Tens of thousands of students will be able to train as doctors and nurses while on the job to tackle NHS staff shortages.

It is expected the much-anticipated NHS workforce plan will significantly ramp up the number of medics trained via apprenticeships as an alternative to a university degree.

Up to one in 10 doctors and a third of nurses could get qualified this way in coming years, it is understood.

It comes as NHS boss told school-leavers to “earn while they learn” through the apprenticeship schemes.

Amanda Pritchard, chief executive of the NHS in England, told pupils at her former school that “tens of thousands” of doctors and nurses would be able to train as apprentices in the coming years.

The expansion of the schemes will offer and may entice people into a medical career later in life, she said.

Prime Minister Rishi Sunak had promised that the NHS’s long-term workforce plan will be published “shortly”.

Ms Pritchard said the plan is a “once-in-a-generation opportunity to put the NHS on a sustainable footing”.

Chief executive of NHS England Amanda Pritchard speaks to students at her old school, Durham Johnston School in Crossgate Moor, Durham. Credit: PA

Speaking to pupils at the Durham Johnston Comprehensive School on Friday, Ms Pritchard said: “One thing is clear, the NHS is nothing without its staff.
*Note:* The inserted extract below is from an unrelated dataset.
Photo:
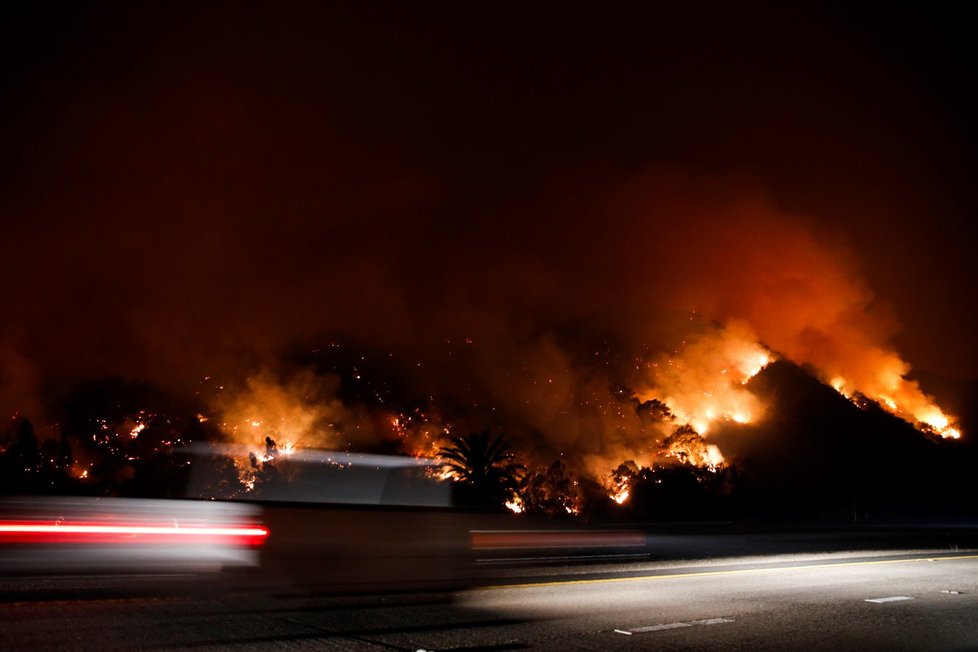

"That is why with more than 124,000 vacancies across the workforce, we know we need to increase training places in universities so more of our brightest and best can train to become doctors or nurses.

“But university isn’t right for every school-leaver and some young people want to start earning straight away, while others may decide on a career in health care later in life.

“So the NHS is looking to expand apprenticeship schemes over the coming years, offering a different route into the NHS where students can earn while they learn, instead of going through the university route.

“But this move isn’t just something that will benefit school leavers of the future. Young people finishing their A-levels this summer can apply for the first ever medical degree apprenticeship next year.

“I would urge anyone who is leaving school this year and thinking about what comes next to consider joining the NHS, it has been an incredibly rewarding experience for me in every role I’ve done."

She was speaking as she toured her old school and met current pupils, as part of the NHS’s 75th anniversary celebrations, marked on July 5 this year.

The NHS’s doctor apprenticeship scheme is due to start in September this year, where medics in training will be able to earn a wage while they study.

The concept was first introduced as an alternative route into medicine, outside the standard undergraduate or graduate university programmes.

Commenting, Dr Latifa Patel, workforce lead for the British Medical Association, said: “We don’t know if medical schools and employing organisations are going to be able to produce medical degree programmes to meet individual apprenticeship needs while also meeting the same high standards of training experienced by traditional medical students.

“Ultimately the solution the NHS needs is still the same: A dramatic increase in traditional medical school places, postgraduate training pathways, and essential medical academic staff, all fully resourced and without delay.”